Ken Cuccinelli (R-VA),  the Virginia Attorney General, really likes to stir things up and keep  people on their toes.  Earlier this year, he petitioned the EPA to reconsider their findings on carbon dioxide and climate   change, sued the federal government over healthcare reform, and told (pdf) Virginia universities to remove sexual orientation from   their anti-discrimination policies.
Here is USA  Today on Cucinelli's latest adventure:
Virginia Attorney General Ken Cuccinelli "has demanded  that the  University of Virginia turn over documents related to a former  UVa  climatology professor," reports the Charlottesville Daily Progress.
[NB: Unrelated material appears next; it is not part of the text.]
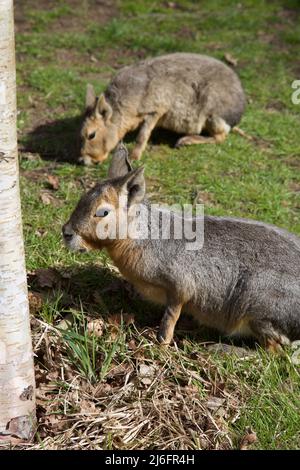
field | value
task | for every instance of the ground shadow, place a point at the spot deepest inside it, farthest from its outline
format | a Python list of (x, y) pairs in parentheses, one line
[(56, 141), (96, 291), (59, 140)]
The documents involve  five  federal grants received by Mann, who taught at the University of   Virginia from 1999 to 2005.

"This really looks like a witch hunt,  with a politician going after a  researcher," says Aaron Huertas of the  Union of Concerned Scientists, a  science advocacy group. "The people  attacking Mann are sidelining  discussion about climate science with  personal attacks on scientists."

To some, this seems like an attempt to intimidate scientists that  brings back memories of the 2006  Congressional Investigation of Mann's work, which ACS opposed.  If  Cuccinelli finds  something juicy, the politicians and cynics will  guarantee that any  efforts to head off disaster will full-stop and  climate change will  march onward unabated.

Here is a snippet from TheHook article in which a Mann colleague comments on Cuccinelli's demands:

One former UVA climate scientist now working with Michaels  worries  about politicizing— or, in his words, creating a “witch hunt”—  what he  believes should be an academic debate.

“I didn’t like it when the politicians came after Pat Michaels,” says   Chip Knappenberger. “I  don’t like it that the politicians are coming   after Mike Mann.”

Making his comments via an online posting under an earlier version of   this story, Knappenberger worries that scientists at Virginia’s   public  universities could become “political appointees, with whoever is  in  charge deciding which  science is acceptable, and prosecuting the  rest.  Say good-bye to science  in Virginia.”

Knappenberger really cuts to my disgust with this situation.    Academic freedom exists so that scientists can learn about the universe  without the fear of reprisal from the powerful.  Are we now saying that  the powerful can dictate scientific discourse?  If so, it is a sad day.